Secondly: if, as it appears, data centers represent a considerable burden on the water resources of their host location, it would be wise to ensure that they are not concentrated in one area, perhaps via centralized national planning. Data center hubs tend to mushroom in size since there is a connectivity advantage to placing one near another. This has led to a situation where four European cities have become operators’ preferred building locations—Frankfurt, London, Amsterdam, and Paris, known by the acronym FLAP—almost regardless of regional laws or climate considerations. Whilst Cerdanyola might have the resource capacity to host one or two cautiously planned data centers, allowing a water-stressed area to transform into a large data center hub would clearly be unwise.

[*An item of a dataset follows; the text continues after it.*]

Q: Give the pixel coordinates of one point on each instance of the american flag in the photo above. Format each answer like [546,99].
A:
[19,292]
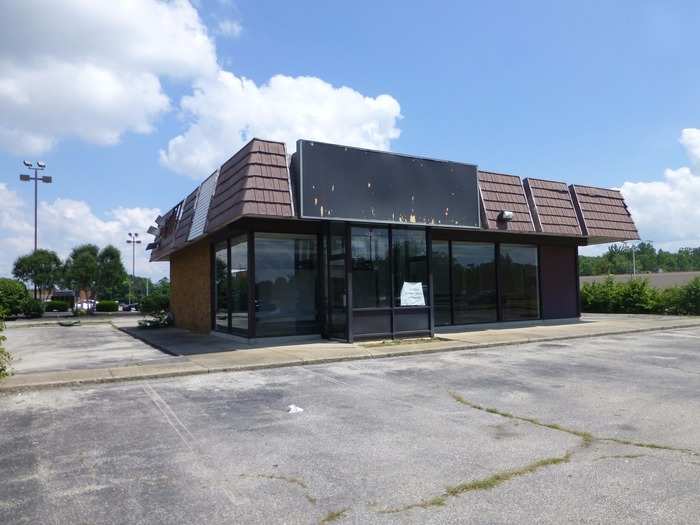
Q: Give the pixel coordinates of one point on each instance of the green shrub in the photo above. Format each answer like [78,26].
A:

However, these are only part solutions. Unfortunately, the only lasting fix to the problem of where to locate water-heavy infrastructure on a drying planet must involve reducing demand. This would require a reassessment of the speed and breadth of AI adoption into every facet of consumer life. From what we know of AI’s water footprint, it seems wreckless that Google, operator of the world’s most-used search engine, has integrated the technology into every search by default. Not least since the AI summaries are more likely to be incorrect than traditional search results. AI is being rolled out en masse, regardless of whether it is the most suitable tool for a job. From a resource usage standpoint, using ChatGPT to generate a 100-word email is like unblocking your toilet with a stick of dynamite. Yes, it will work, but there were routes you could have tried first that would do the job more reliably—and without the damage to your immediate environment.
Hopes to delay the rising tide of AI embeds might seem fanciful, but public opinion towards the technology is changing, if not the speed of its roll-out. We might look to the parable of cryptocurrency: once hailed as the solution to banking disasters like the 2008 financial crisis, its mining was found to consume massive amounts of energy. Having brought few visible benefits to society, crypto is now often considered wasteful and unnecessary. This has gone some way to initiating a conversation around the moral hierarchy of data processing which commentators on AI might pick up.
At the time of writing, the internal basins of Catalunya are hovering at just over 30% capacity. Yet the region’s water future is uncertain, and it is impossible to assess how much the large data centers in Cerdanyola will affect it. In a climate crisis, where any large consumer of water must be evaluated, it is nonsensical that data centers do not have to declare their numbers. If such reporting were public, the popular imaginary of AI as something which only exists in the immaterial world of cyberspace might change to something coherent with its environmental impacts. With such a shift, it would seem right to reserve the technology for situations that merit a resource-intensive solution. Data center operators might also be held to a level of local accountability commensurate with their local impact. In the absence of hard numbers, we can only hope that the operator’s definitions of “virtually no” water usage are made in good faith.